If a feline patient presents with known or suspected lily ingestion, here are the takeaway points:

  1. Proper plant identification is critical. If you are unsure of the plant species, consider using a reverse image search to help you.
  2. True Lilies (Lilium) and Daylilies (Hemerocallis) can cause life-threatening kidney disease in cats but are not toxic to dogs. Pancreatitis may also occur.
  3. Treatment consists of decontamination, fluid diuresis, and GI support.

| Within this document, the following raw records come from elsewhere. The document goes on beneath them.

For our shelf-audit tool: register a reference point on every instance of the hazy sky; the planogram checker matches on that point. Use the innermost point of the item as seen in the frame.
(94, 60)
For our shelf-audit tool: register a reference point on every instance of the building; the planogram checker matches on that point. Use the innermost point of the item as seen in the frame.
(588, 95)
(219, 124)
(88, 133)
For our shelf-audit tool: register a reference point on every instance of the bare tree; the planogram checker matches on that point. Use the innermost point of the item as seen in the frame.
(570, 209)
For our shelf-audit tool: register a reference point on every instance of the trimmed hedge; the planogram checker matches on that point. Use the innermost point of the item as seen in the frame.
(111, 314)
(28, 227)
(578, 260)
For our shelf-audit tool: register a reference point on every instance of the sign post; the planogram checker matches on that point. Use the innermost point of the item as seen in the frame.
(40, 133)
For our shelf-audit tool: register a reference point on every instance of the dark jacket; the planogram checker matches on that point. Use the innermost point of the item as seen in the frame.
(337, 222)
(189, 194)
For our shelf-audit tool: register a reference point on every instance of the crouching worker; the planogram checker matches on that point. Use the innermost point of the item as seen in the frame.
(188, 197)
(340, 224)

Dialysis may be needed in severe cases.
  4. Anuric renal failure is a grave prognostic indicator.
  5. Most cats have a good outcome with prompt and proper treatment!


Check flower arrangements closely before bringing them into your house to avoid accidental exposure.

No Lilies for KittiesAvoid daylilies in your outdoor garden, as even if your cat stays inside, they pose a risk to community cats. If you are treating a cat for lily toxicity or are concerned your cat has eaten lilies, pet poison control can help. 

The two major pet poison control centers are:

  • ASPCA Animal Poison Control Center: (888) 426-4435
  • Pet Poison Helpline: (855) 764-7661

*There is a charge associated with both of these services.

If you are unsure if a plant a pet has ingested is poisonous, the ASPCA maintains a searchable list of plants that you can use to look up specific plants.




  1. Bennett, A. J., & Reineke, E. L. (2013). Outcome following gastrointestinal tract decontamination and intravenous fluid diuresis in cats with known lily ingestion: 25 cases (2001–2010). Journal of the American Veterinary Medical Association, 242(8), 1110-1116.
  2. Fitzgerald, K. T. (2010). Lily toxicity in the cat. Topics in Companion Animal Medicine, 25(4), 213-217.
  3. How to spot which lilies are dangerous to cats & plan treatment. (2024, February 15). ASPCApro.
  4. Langston, C. E. (2002). Acute renal failure caused by lily ingestion in six cats. Journal of the American Veterinary Medical Association, 220(1), 49-52.
  5. Rumbeiha, W. K., Francis, J. A., Fitzgerald, S. D., Nair, M. G., Holan, K., Bugyei, K. A., & Simmons, H. (2004). A comprehensive study of easter lily poisoning in cats. Journal of Veterinary Diagnostic Investigation, 16(6), 527-541.
  6. Schmid, R. D. (2023, November 1). Houseplants and ornamentals toxic to animals – Toxicology – Merck veterinary manual. Merck Veterinary Manual.
  7. Slater, M. R., & Gwaltney-Brant, S. (2011). Exposure circumstances and outcomes of 48 households with 57 cats exposed to toxic lily species. Journal of the American Animal Hospital Association, 47(6), 386-390.
  8. Swirski, A. L., Pearl, D. L., Berke, O., & O’Sullivan, T. L. (2020). Companion animal exposures to potentially poisonous substances reported to a national poison control center in the United States in 2005 through 2014. Journal of the American Veterinary Medical Association, 257(5), 517-530.
  9. Toxic and non-toxic plants. (n.d.). ASPCA.